Gary Tetz

Everyone’s talking about Alternative Payment Models (APMs) these days. Providers. Consultants. Cab drivers. Baristas. Everyone. 

Just now some children rode by on bikes, and one of them yelled, “They’re incredibly complex and intimidating.” 

“True!” shrieked another, holding a Red Bull in one hand and texting with the other, “but we’re just going to have to learn to adapt in this new environment.” 

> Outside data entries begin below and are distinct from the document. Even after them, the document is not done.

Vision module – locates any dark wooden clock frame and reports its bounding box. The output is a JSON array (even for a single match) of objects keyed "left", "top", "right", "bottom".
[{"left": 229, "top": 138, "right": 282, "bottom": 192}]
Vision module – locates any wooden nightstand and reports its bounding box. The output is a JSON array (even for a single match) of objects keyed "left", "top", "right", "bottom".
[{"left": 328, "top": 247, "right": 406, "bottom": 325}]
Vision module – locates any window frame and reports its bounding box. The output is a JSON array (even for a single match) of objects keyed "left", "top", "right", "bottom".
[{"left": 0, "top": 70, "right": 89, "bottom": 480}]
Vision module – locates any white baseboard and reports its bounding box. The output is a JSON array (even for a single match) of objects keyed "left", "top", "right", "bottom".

It’s an unstable payment climate, and I feel especially bad for administrators. They already have to be motivators, psychologists, attorneys, nurses, recruiters, caregivers, HVAC mechanics, accountants, nebulizer repair specialists, bus drivers and priests.

But now with APMs, we’re demanding they become data analytics experts and evangelists — abandoning the bridge of their facility Starship to make the case for clinical excellence and network inclusion to boardrooms of dark-suited folks prone to misinterpreting moldy CMS data. 

As networks narrow, this is how animals felt walking onto Noah’s ark, or the sinner will feel on Judgment Day. How long until the door slams shut? Will my facility be left outside the Pearly Gates of Preferred Provider Paradise? Administrators with sudden-onset insomnia are asking, like John Milton in Paradise Lost, “What hath night to do with sleep?”

Unfortunately, as in human relationships, there’s really no alternative to just accepting reality. A friend of mine is narrowing a boyfriend out of her network, and I asked if she was okay. “I’m fine,” she said. “He’s the one going through a breakup.” 

Which is how it goes. One party cheerfully dictates life-altering change, the other one pleads for more status quo. In the end, though, protest is usually futile — it’s either acceptance of the new terms, or obsolescence. 

For paradise-seeking administrators, Milton is spot on:  “Awake, arise or be for ever fall’n.